Dès que deux heures sonnèrent, je m’établis sur le champ de bataille ; je trouvai Samuel à la porte de lady Verinder et lui adressai quelques questions tout affectueuses.

Ma tante avait passé une mauvaise nuit, me fut-il répondu ; elle était couchée sur le sofa dans la pièce où on avait lu le testament, et elle cherchait à dormir un peu.

Je dis que j’attendrais dans la bibliothèque le moment de la voir ; la ferveur de mon zèle me fit oublier de demander des nouvelles de Rachel ! La maison était silencieuse, et le concert devait être commencé depuis longtemps ; je pensai donc qu’elle et ses compagnons de plaisir, y compris, hélas ! M. Godfrey, y étaient tous. Je me dévouai à ma bonne œuvre pendant que j’en avais le loisir et l’occasion.

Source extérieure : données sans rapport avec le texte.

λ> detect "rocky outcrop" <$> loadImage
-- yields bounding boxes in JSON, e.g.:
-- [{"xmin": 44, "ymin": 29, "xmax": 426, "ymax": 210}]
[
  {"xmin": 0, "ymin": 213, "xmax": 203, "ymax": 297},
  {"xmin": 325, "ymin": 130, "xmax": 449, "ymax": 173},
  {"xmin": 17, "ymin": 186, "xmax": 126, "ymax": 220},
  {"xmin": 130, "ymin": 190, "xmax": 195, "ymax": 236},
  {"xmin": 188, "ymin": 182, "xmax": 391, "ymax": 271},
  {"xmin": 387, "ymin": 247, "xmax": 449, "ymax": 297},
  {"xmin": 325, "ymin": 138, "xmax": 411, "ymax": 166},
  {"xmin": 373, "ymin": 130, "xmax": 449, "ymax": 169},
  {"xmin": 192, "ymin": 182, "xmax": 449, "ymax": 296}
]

La correspondance de ma tante, augmentée de mes six lettres, était posée sur la table de la bibliothèque ; elle ne s’était évidemment pas sentie assez forte pour décacheter un courrier si volumineux. Cette pile de missives à ouvrir avait de quoi l’effrayer, pour peu que l’accablement où elle se trouvait durât pendant le reste de la journée. Je posai donc une de mes lettres sur la cheminée, bien en vue et ne pouvant manquer ainsi d’attirer sa curiosité. Je jetai la seconde sur le parquet de la petite salle à manger ; le domestique qui y entrerait croirait que ma tante l’avait laissée tomber et ne manquerait pas de la lui remettre ; le grain semé ainsi au premier étage, je courus en haut pour accomplir mes pieux desseins dans les salons.

Comme j’entrais dans la pièce de devant, j’entendis frapper à la porte de la rue un coup mesuré, discret, aussi peu bruyant que possible. Avant que je pusse rentrer dans la bibliothèque où on me croyait, l’actif jeune valet de pied descendait à l’antichambre et répondait au visiteur. Du reste, peu m’importait, car dans l’état de santé de ma tante, on n’admettrait pas, pensai-je, de visites. À mon grand étonnement, celui qui s’était annoncé par ce léger coup de marteau à la porte parut faire exception à la règle. La voix de Samuel répondit à quelques questions que je ne pus entendre : « En haut, si vous voulez bien, monsieur. » Au même moment, j’entendis des pas d’homme qui montaient l’escalier et s’approchaient du salon. Quel pouvait être ce visiteur privilégié ? Presque à l’instant où je me faisais cette question, il me vint à l’esprit que ce ne pouvait être que le docteur.

Pour tout autre visiteur, je n’aurais vu aucun inconvénient à ce qu’on me trouvât dans le salon, car n’était-il pas naturel que, fatiguée d’attendre dans la bibliothèque, je fusse montée pour me distraire un peu ? Mais ma dignité personnelle me défendait de me rencontrer seule avec l’homme qui m’avait si gravement insultée par le renvoi de mes livres. Je me glissai dans la dernière petite pièce que j’ai indiquée comme communiquant par des portières avec le salon du fond, et je les laissai retomber ; je n’avais qu’à attendre là quelques minutes ; il était évident qu’on viendrait bientôt chercher le docteur pour le conduire chez sa malade.

J’attendis, mais bien plus que quelques minutes ; on entendait le visiteur aller et venir d’un pas agité, et se parler à lui-même. Je crus reconnaître cette voix ; me serais-je trompée, et, au lieu du docteur comme je le supposais, quelle personne y avait-il là ? M. Bruff peut-être ? Non, un pressentiment m’avertit que ce n’était pas M. Bruff. Quel que fût ce visiteur, il continuait son monologue ; j’écartai un tant soit peu les rideaux, et j’écoutai.

J’entendis :

« Je m’y déciderai aujourd’hui même. »

Et la voix qui prononçait ces paroles était celle de M. Godfrey Ablewhite.